- Created by: Catherine Swing
- Directed by: Sidney M. Cohen Michael Hooey Ian Murray Rick Watts
- Presented by: Stephen Young (1980-1981) Fergie Olver (1981-1985) Catherine Swing (1981-1985)
- Narrated by: Fergie Olver (1980-1981)
- Country of origin: Canada
- Original language: English
- No. of seasons: 5

Production
- Producer: Paul Burford
- Production locations: CFTO-TV Studios Scarborough, Toronto, Ontario
- Production companies: Just Like Mom Productions Fergie Olver Productions

Original release
- Network: CTV
- Release: 1980 – 1985

Related
- ‘’Just Like Mom and Dad’’

= Just Like Mom =

Canadian television game show

Just Like Mom is a Canadian television game show that ran from 1980 to 1985 on CTV. A total of 595 episodes were taped at CFTO-TV Studios in the Toronto suburb of Scarborough, Ontario. It was hosted by Stephen Young during the show's first season, but from the second season on, it was hosted by the husband-and-wife duo of Fergie Olver and the show's creator Catherine Swing. Olver announced the series during its first season. The format was to determine which child and mother knew each other the best through answer-matching as well as the memorable Bake-off Challenge. Three teams, consisting of a young child and his or her mother (or occasionally father), competed on each episode. Repeats aired on the launch schedule for YTV in 1988, and on GameTV from 2008 to 2010.

Fergie Olver shared on the Toronto Mike'd Podcast that a young Jim Carrey was once considered as a potential host for the program, although he was never invited to audition.

On September 22, 2009, marblemedia announced they acquired the rights to Just Like Mom and plan to create a new and updated version called Just Like Mom and Dad. In 2017, the new show was picked up by Yes TV in Canada and BYU TV in the United States for broadcast in 2018.

==Gameplay==

===Question rounds===
The parents were secluded offstage while the children answered several questions. Early in the show's run, they would choose from one of five categories for the questions, while later in the run, a specific question was pre-assigned to each team. Each host would alternate between asking each child, making two cycles of the three children. Afterwards, the parents would come back and they would be posed the same questions to see if they could match the answers their children gave, using a format similar to The Newlywed Game. A correct match on the first questions earned 10, and the second was worth 15.

For the second question round, the process repeated with the parents answering first and the children trying to match. Correct matches in this round were worth 20 points for the first question, and 25 for the second.

===The bake-off/taste test===
Between the two question rounds, the children had a bake-off to complete a given recipe, which came from the Robin Hood Just Like Mom Cookbook, in 60 seconds. (There were some episodes where the time limit was 90 seconds but it was later changed back.) They were given all the basic ingredients (as well as some unorthodox ones) and were allowed to use whatever they wanted in their creations.

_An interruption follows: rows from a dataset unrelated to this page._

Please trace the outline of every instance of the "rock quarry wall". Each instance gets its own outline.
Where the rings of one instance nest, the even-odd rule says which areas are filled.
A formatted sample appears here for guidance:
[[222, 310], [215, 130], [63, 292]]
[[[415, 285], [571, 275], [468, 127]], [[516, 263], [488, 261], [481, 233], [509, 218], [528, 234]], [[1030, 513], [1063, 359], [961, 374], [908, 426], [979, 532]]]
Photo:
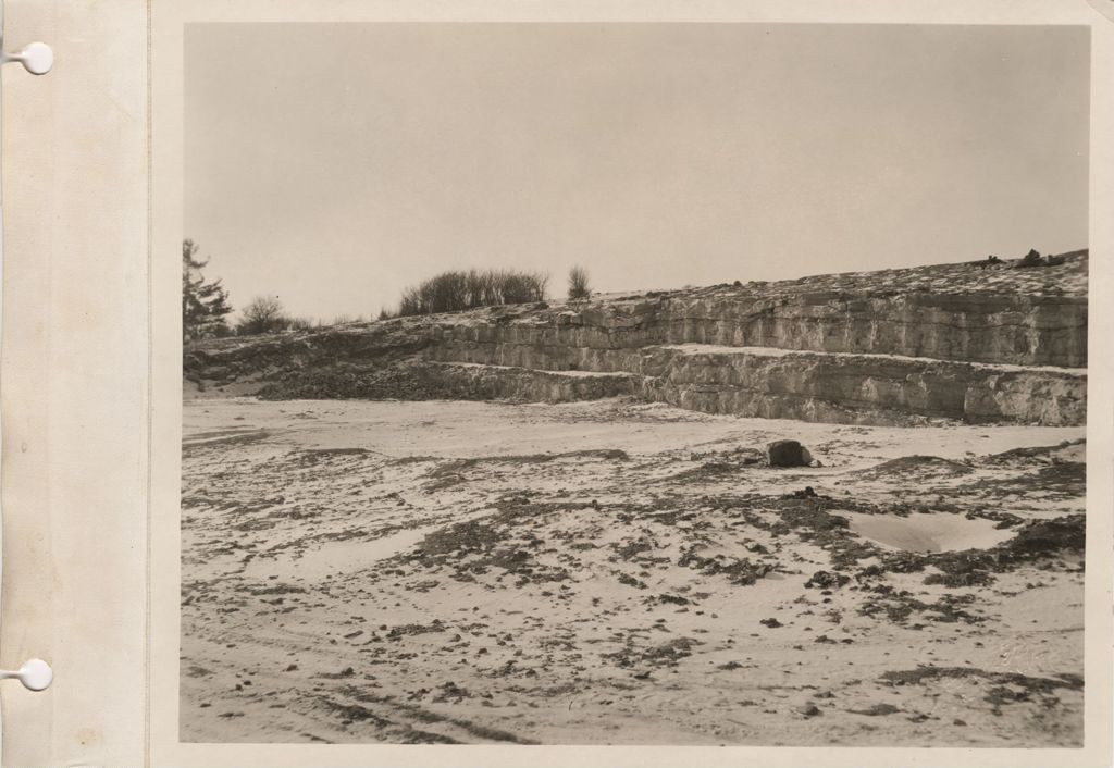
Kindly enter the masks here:
[[[987, 285], [956, 291], [957, 273]], [[268, 397], [631, 395], [810, 421], [1084, 424], [1085, 254], [1045, 272], [947, 265], [851, 278], [227, 339], [187, 349], [185, 372], [216, 386], [255, 381]]]

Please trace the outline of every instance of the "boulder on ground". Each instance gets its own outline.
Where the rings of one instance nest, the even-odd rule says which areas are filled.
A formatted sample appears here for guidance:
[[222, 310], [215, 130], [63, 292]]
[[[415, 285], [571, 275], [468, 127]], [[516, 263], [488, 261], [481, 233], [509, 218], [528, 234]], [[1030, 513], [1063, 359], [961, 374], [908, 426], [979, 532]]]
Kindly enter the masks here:
[[766, 457], [771, 467], [807, 467], [812, 464], [812, 454], [797, 440], [774, 440], [766, 446]]

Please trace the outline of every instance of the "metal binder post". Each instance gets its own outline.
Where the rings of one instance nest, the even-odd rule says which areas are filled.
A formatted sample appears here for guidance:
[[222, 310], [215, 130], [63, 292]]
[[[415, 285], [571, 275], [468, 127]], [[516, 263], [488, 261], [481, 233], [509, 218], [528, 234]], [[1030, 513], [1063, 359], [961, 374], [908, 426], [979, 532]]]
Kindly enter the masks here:
[[[55, 64], [55, 52], [45, 42], [32, 42], [14, 54], [3, 50], [3, 6], [0, 3], [0, 64], [19, 61], [23, 69], [32, 75], [46, 75]], [[3, 207], [0, 203], [0, 221], [2, 221]], [[2, 230], [2, 227], [0, 227]], [[0, 281], [3, 279], [3, 234], [0, 232]], [[2, 282], [0, 282], [2, 284]], [[0, 532], [0, 543], [3, 542]], [[0, 561], [2, 562], [2, 561]], [[41, 691], [48, 688], [55, 679], [50, 664], [41, 659], [31, 659], [18, 670], [0, 670], [0, 680], [16, 678], [23, 687], [32, 691]]]

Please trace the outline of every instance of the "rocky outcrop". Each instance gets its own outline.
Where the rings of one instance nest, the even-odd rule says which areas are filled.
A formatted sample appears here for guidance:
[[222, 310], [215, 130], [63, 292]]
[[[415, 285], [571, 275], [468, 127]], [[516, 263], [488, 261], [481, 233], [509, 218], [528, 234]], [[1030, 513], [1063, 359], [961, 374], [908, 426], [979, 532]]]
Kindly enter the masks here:
[[404, 318], [186, 350], [268, 397], [565, 401], [849, 424], [1083, 424], [1086, 253]]

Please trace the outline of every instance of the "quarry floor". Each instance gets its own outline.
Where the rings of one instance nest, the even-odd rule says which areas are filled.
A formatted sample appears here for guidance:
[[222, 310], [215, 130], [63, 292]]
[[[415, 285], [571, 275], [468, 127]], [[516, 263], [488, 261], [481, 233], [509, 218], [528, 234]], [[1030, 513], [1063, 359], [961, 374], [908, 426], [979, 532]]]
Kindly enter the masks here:
[[1078, 746], [1083, 436], [187, 399], [180, 738]]

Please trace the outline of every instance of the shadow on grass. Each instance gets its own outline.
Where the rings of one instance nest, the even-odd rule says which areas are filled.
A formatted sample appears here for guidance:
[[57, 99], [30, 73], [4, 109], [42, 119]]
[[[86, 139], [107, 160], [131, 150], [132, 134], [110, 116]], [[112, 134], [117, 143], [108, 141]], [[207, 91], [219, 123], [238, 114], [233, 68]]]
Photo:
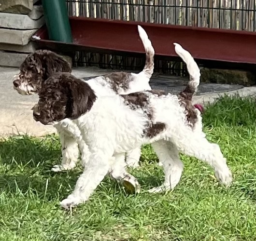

After the second question round, the parents tasted each of the three creations while the children were taken to another part of the stage. They had 30 seconds to taste each of the numbered dishes and then decide which one they thought their child made by holding up a numbered sign (later a ping pong paddle) at the same time as their child at the other part of the stage with the team with the lowest score going first. A correct match was worth 50 points.

Producer Paul Burford revealed on the Toronto Mike'd Podcast that during this round, Catherine Swing would survey each contestant to ensure they were preparing the recipe with some accuracy, in efforts to prevent families from scamming the bake-off by pre-set strategies, such as using excessive amounts of ketchup and other approaches.

===Bonus round===
The team with the highest score spun a wheel divided into 16 sections marked with different prizes; they won whatever prize the wheel landed on. If two teams tied in the main game, both would spin the wheel for a prize. The grand prize was a trip for two to Walt Disney World; it was featured on four slots on the wheel. In the case of twins playing, each child would spin once; if the first spin landed on the Disney World trip, the second spin would be voided. In later seasons, all contestants received a prize of a trip to Camp Onondaga, one of the oldest private summer camps in Canada. While there were a collection of prizes available on the prize wheel, including prizes from sponsors such as Chuck E. Cheese's, Robin Hood Flour, Playmobil and John Deere, the grand prize to Walt Disney World was the most memorable and coveted prize available.

==2010s viralty==
YouTube videos of the show went viral in the 2010s. Much of the viral attention focused on criticism of the behaviour of the host Olver with children, including kissing them on the mouth, sometimes against their wishes.